Any musician will know that the quality of your instrument can make a big difference to your performance. The same is true for woodpeckers, so it’s important that they find the right ‘drum’. They’re looking for something resonant, and often choose hard dead branches. Regular woodpecker watchers may have witnessed them moving from one dead branch to another, giving each a roll as if testing the sound quality. When a bird finds a branch it likes, it may come back to drum against it again and again. It’s not just trees that attract them – they’ll sometimes use man-made structures, including metal poles.
For most birds in the UK, it’s only the males that sing. When it comes to woodpeckers, drumming is often a unisex activity. Both males and females will drum to defend their territory from outsiders.
It’s all in the rhythm
Woodpeckers across the world aren’t all drumming to the same tune. The rhythm can differ from species to species – a combination of the duration of the roll, the number of strikes, and the strikes per second. A study of North American woodpeckers found that birds reacted more strongly to the drumming of their own species, though they would still react to other species with a similar drumming cadence.
Scientists have speculated that the drumming pattern could even allow woodpeckers (and the people who study them) to identify individual birds – that each bird has a signature tune. A team in Poland investigated this by analysing the drumming of 41 great spotted woodpeckers. They found that on average males drummed slightly faster than females – but there was enough overlap that they couldn’t always be certain which sex a recording belonged to. Their results also suggested that you could discriminate between individual woodpeckers based on the speed and number of their strikes. Once again, this couldn’t be done with 100% accuracy, and more evidence is needed to see if individuals change their drumming style over time.
It may be that drumming is just part of the process woodpeckers use to identify each other, along with looks and calls. A recent study of middle-spotted woodpeckers (a species found in continental Europe) showed that they can distinguish between the call of their partner and that of a stranger. A useful skill when you have a territory to defend!
There are three species of woodpecker that nest in Britain, but only one that you’re likely to hear drumming – the great spotted woodpecker. It’s our most common species, found in many woodlands and parks. Great spotted woodpeckers are glossy black and white birds with a splash of red beneath their tail – males also have a red patch on their nape. Their drumming is a short, explosive burst of strikes so fast that they blur together. Each drumroll usually lasts less than a second. The strikes speed up towards the end of the roll, but get fainter at the same time so that they seem to trail off.

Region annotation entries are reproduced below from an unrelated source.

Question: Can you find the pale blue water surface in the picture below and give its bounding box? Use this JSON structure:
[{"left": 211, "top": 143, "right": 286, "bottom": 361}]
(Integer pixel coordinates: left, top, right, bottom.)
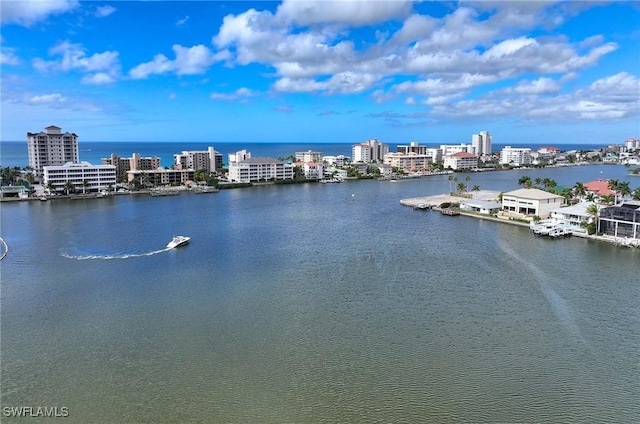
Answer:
[{"left": 0, "top": 166, "right": 640, "bottom": 423}]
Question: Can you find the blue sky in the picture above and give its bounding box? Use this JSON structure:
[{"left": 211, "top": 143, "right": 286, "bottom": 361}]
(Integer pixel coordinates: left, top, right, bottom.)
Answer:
[{"left": 0, "top": 0, "right": 640, "bottom": 145}]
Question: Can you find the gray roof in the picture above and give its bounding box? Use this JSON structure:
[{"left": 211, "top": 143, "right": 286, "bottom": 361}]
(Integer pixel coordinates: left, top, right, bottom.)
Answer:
[
  {"left": 503, "top": 188, "right": 562, "bottom": 200},
  {"left": 460, "top": 199, "right": 502, "bottom": 209},
  {"left": 238, "top": 156, "right": 284, "bottom": 163}
]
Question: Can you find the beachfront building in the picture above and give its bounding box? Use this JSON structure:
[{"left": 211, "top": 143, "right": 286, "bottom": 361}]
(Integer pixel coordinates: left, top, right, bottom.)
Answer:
[
  {"left": 229, "top": 155, "right": 294, "bottom": 183},
  {"left": 351, "top": 138, "right": 389, "bottom": 163},
  {"left": 500, "top": 146, "right": 531, "bottom": 166},
  {"left": 101, "top": 153, "right": 160, "bottom": 180},
  {"left": 444, "top": 152, "right": 478, "bottom": 170},
  {"left": 624, "top": 138, "right": 640, "bottom": 152},
  {"left": 549, "top": 202, "right": 595, "bottom": 229},
  {"left": 600, "top": 200, "right": 640, "bottom": 239},
  {"left": 173, "top": 146, "right": 223, "bottom": 172},
  {"left": 296, "top": 150, "right": 324, "bottom": 162},
  {"left": 127, "top": 168, "right": 195, "bottom": 187},
  {"left": 471, "top": 131, "right": 491, "bottom": 156},
  {"left": 584, "top": 179, "right": 615, "bottom": 200},
  {"left": 27, "top": 125, "right": 79, "bottom": 178},
  {"left": 323, "top": 155, "right": 351, "bottom": 167},
  {"left": 384, "top": 152, "right": 433, "bottom": 172},
  {"left": 460, "top": 199, "right": 502, "bottom": 215},
  {"left": 440, "top": 143, "right": 474, "bottom": 158},
  {"left": 43, "top": 162, "right": 116, "bottom": 193},
  {"left": 502, "top": 188, "right": 564, "bottom": 218},
  {"left": 229, "top": 149, "right": 251, "bottom": 165},
  {"left": 296, "top": 162, "right": 324, "bottom": 180}
]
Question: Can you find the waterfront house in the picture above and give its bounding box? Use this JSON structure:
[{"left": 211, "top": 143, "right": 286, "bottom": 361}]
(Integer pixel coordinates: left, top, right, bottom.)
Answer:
[
  {"left": 600, "top": 200, "right": 640, "bottom": 239},
  {"left": 549, "top": 202, "right": 595, "bottom": 229},
  {"left": 229, "top": 157, "right": 293, "bottom": 183},
  {"left": 502, "top": 188, "right": 564, "bottom": 218},
  {"left": 444, "top": 152, "right": 478, "bottom": 169},
  {"left": 460, "top": 199, "right": 502, "bottom": 215},
  {"left": 43, "top": 162, "right": 116, "bottom": 192}
]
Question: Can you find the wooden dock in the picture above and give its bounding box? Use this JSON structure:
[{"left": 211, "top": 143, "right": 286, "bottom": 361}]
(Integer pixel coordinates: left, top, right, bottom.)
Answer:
[{"left": 440, "top": 208, "right": 460, "bottom": 216}]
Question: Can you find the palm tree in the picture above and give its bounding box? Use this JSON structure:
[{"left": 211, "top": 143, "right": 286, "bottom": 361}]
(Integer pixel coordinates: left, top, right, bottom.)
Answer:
[
  {"left": 608, "top": 180, "right": 620, "bottom": 203},
  {"left": 573, "top": 181, "right": 587, "bottom": 200},
  {"left": 600, "top": 194, "right": 616, "bottom": 205},
  {"left": 518, "top": 175, "right": 531, "bottom": 188},
  {"left": 542, "top": 178, "right": 558, "bottom": 190},
  {"left": 64, "top": 181, "right": 76, "bottom": 194},
  {"left": 618, "top": 181, "right": 631, "bottom": 200},
  {"left": 587, "top": 203, "right": 600, "bottom": 232}
]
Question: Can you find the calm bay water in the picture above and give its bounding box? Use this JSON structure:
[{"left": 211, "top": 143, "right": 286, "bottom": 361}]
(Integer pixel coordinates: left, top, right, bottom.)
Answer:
[
  {"left": 0, "top": 141, "right": 616, "bottom": 168},
  {"left": 0, "top": 166, "right": 640, "bottom": 423}
]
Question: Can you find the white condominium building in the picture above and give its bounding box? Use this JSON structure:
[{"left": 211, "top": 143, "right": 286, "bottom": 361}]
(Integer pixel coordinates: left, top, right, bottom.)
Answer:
[
  {"left": 229, "top": 157, "right": 293, "bottom": 183},
  {"left": 27, "top": 125, "right": 79, "bottom": 177},
  {"left": 127, "top": 168, "right": 195, "bottom": 186},
  {"left": 173, "top": 147, "right": 222, "bottom": 172},
  {"left": 43, "top": 162, "right": 116, "bottom": 192},
  {"left": 444, "top": 152, "right": 478, "bottom": 169},
  {"left": 296, "top": 150, "right": 324, "bottom": 162},
  {"left": 229, "top": 149, "right": 251, "bottom": 166},
  {"left": 384, "top": 152, "right": 434, "bottom": 172},
  {"left": 102, "top": 153, "right": 160, "bottom": 177},
  {"left": 351, "top": 138, "right": 389, "bottom": 163},
  {"left": 440, "top": 143, "right": 473, "bottom": 157},
  {"left": 471, "top": 131, "right": 491, "bottom": 156},
  {"left": 500, "top": 146, "right": 531, "bottom": 166}
]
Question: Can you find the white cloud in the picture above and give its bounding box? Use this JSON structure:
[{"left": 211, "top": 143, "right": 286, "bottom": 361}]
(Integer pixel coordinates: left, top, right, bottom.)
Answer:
[
  {"left": 176, "top": 16, "right": 189, "bottom": 26},
  {"left": 0, "top": 48, "right": 21, "bottom": 66},
  {"left": 33, "top": 41, "right": 120, "bottom": 84},
  {"left": 27, "top": 93, "right": 67, "bottom": 105},
  {"left": 276, "top": 0, "right": 412, "bottom": 26},
  {"left": 129, "top": 44, "right": 229, "bottom": 79},
  {"left": 209, "top": 87, "right": 258, "bottom": 102},
  {"left": 0, "top": 0, "right": 80, "bottom": 27},
  {"left": 96, "top": 5, "right": 117, "bottom": 18},
  {"left": 509, "top": 78, "right": 561, "bottom": 94}
]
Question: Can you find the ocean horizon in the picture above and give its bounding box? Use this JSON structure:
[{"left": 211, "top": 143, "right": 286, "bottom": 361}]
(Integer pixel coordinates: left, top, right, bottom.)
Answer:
[{"left": 0, "top": 141, "right": 620, "bottom": 168}]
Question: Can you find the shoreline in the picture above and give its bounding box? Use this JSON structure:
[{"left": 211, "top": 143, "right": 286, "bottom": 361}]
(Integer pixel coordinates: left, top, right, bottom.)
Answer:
[{"left": 400, "top": 190, "right": 640, "bottom": 248}]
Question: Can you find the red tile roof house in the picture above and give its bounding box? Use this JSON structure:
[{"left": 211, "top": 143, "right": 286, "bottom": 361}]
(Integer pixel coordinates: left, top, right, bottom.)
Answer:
[{"left": 584, "top": 180, "right": 615, "bottom": 197}]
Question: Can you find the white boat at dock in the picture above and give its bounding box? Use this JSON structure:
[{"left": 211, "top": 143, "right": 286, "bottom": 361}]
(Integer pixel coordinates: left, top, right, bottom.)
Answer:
[{"left": 167, "top": 236, "right": 191, "bottom": 249}]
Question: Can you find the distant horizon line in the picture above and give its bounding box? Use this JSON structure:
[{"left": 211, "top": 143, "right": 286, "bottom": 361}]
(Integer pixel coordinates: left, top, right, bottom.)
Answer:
[{"left": 0, "top": 139, "right": 624, "bottom": 146}]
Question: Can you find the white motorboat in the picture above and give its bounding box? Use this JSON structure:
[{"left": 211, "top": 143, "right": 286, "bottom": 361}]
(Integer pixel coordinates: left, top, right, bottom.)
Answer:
[{"left": 167, "top": 236, "right": 191, "bottom": 249}]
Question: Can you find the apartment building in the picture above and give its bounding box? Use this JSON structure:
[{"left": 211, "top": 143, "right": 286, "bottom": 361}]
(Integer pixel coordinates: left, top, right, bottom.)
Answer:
[
  {"left": 229, "top": 157, "right": 294, "bottom": 183},
  {"left": 351, "top": 138, "right": 389, "bottom": 163},
  {"left": 43, "top": 162, "right": 116, "bottom": 193},
  {"left": 27, "top": 125, "right": 79, "bottom": 178},
  {"left": 101, "top": 153, "right": 160, "bottom": 179},
  {"left": 444, "top": 152, "right": 478, "bottom": 169},
  {"left": 471, "top": 131, "right": 491, "bottom": 156},
  {"left": 500, "top": 146, "right": 531, "bottom": 166},
  {"left": 384, "top": 152, "right": 434, "bottom": 172},
  {"left": 173, "top": 146, "right": 223, "bottom": 172}
]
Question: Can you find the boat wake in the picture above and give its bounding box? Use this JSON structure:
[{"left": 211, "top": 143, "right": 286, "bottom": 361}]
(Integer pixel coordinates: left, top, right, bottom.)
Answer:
[
  {"left": 62, "top": 247, "right": 171, "bottom": 260},
  {"left": 498, "top": 241, "right": 585, "bottom": 342}
]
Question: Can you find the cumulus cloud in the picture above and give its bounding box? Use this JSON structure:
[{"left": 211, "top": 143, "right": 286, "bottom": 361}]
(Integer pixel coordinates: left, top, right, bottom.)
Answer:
[
  {"left": 33, "top": 41, "right": 120, "bottom": 84},
  {"left": 129, "top": 44, "right": 229, "bottom": 79},
  {"left": 96, "top": 5, "right": 116, "bottom": 18},
  {"left": 27, "top": 93, "right": 67, "bottom": 105},
  {"left": 209, "top": 87, "right": 258, "bottom": 103},
  {"left": 0, "top": 0, "right": 79, "bottom": 27},
  {"left": 276, "top": 0, "right": 412, "bottom": 26},
  {"left": 212, "top": 1, "right": 617, "bottom": 104}
]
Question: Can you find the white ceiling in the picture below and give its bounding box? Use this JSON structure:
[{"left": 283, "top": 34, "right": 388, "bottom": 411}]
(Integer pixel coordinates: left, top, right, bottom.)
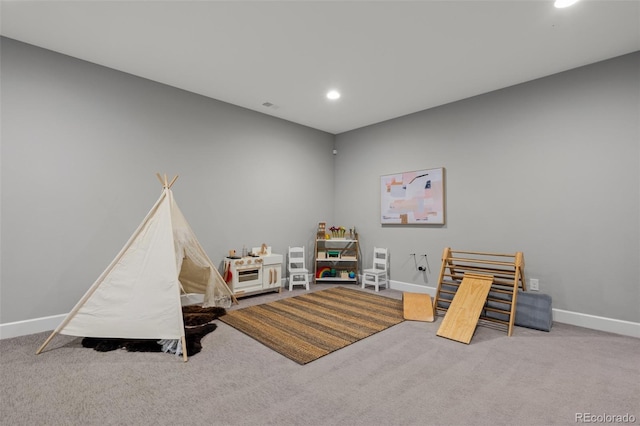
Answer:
[{"left": 0, "top": 0, "right": 640, "bottom": 134}]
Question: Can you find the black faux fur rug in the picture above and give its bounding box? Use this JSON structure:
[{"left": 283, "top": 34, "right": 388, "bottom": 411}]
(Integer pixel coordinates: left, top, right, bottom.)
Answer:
[{"left": 82, "top": 305, "right": 226, "bottom": 356}]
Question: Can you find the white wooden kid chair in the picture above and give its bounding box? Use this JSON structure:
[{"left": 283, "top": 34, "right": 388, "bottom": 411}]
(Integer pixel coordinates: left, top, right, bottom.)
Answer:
[
  {"left": 362, "top": 247, "right": 389, "bottom": 291},
  {"left": 287, "top": 247, "right": 309, "bottom": 291}
]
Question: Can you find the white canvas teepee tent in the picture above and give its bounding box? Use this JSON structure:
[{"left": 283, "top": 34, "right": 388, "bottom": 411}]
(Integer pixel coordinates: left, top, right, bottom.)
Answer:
[{"left": 36, "top": 174, "right": 237, "bottom": 361}]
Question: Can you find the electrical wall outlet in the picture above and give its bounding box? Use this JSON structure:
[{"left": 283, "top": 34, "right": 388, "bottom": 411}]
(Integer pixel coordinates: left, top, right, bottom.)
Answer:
[{"left": 529, "top": 278, "right": 540, "bottom": 291}]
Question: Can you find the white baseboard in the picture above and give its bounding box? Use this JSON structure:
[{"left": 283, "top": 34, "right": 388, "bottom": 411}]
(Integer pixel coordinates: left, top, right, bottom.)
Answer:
[
  {"left": 0, "top": 281, "right": 640, "bottom": 339},
  {"left": 391, "top": 281, "right": 640, "bottom": 338},
  {"left": 0, "top": 314, "right": 67, "bottom": 339}
]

Lesser spotted woodpeckers, as the name implies, are smaller. But their name now takes on a more tragic meaning, as they’re also far less likely to be spotted – or heard. They’ve declined so dramatically that they’ve been lost from most of Britain. The drumming of a lesser spotted woodpecker is slightly slower than that of a great spotted, with the individual strikes more clearly heard. It also typically lasts for longer, well over a second, at a steady pace without the acceleration towards the end.
Our final woodpecker is also our largest. The green woodpecker is a chunky bird with a moss green back and a bright red cap. They often forage on the floor, probing for ants with their long, sticky tongue. They rarely drum and when they do it’s hard to hear – a soft series of rapid taps. They prefer to display with their loud, laughing calls.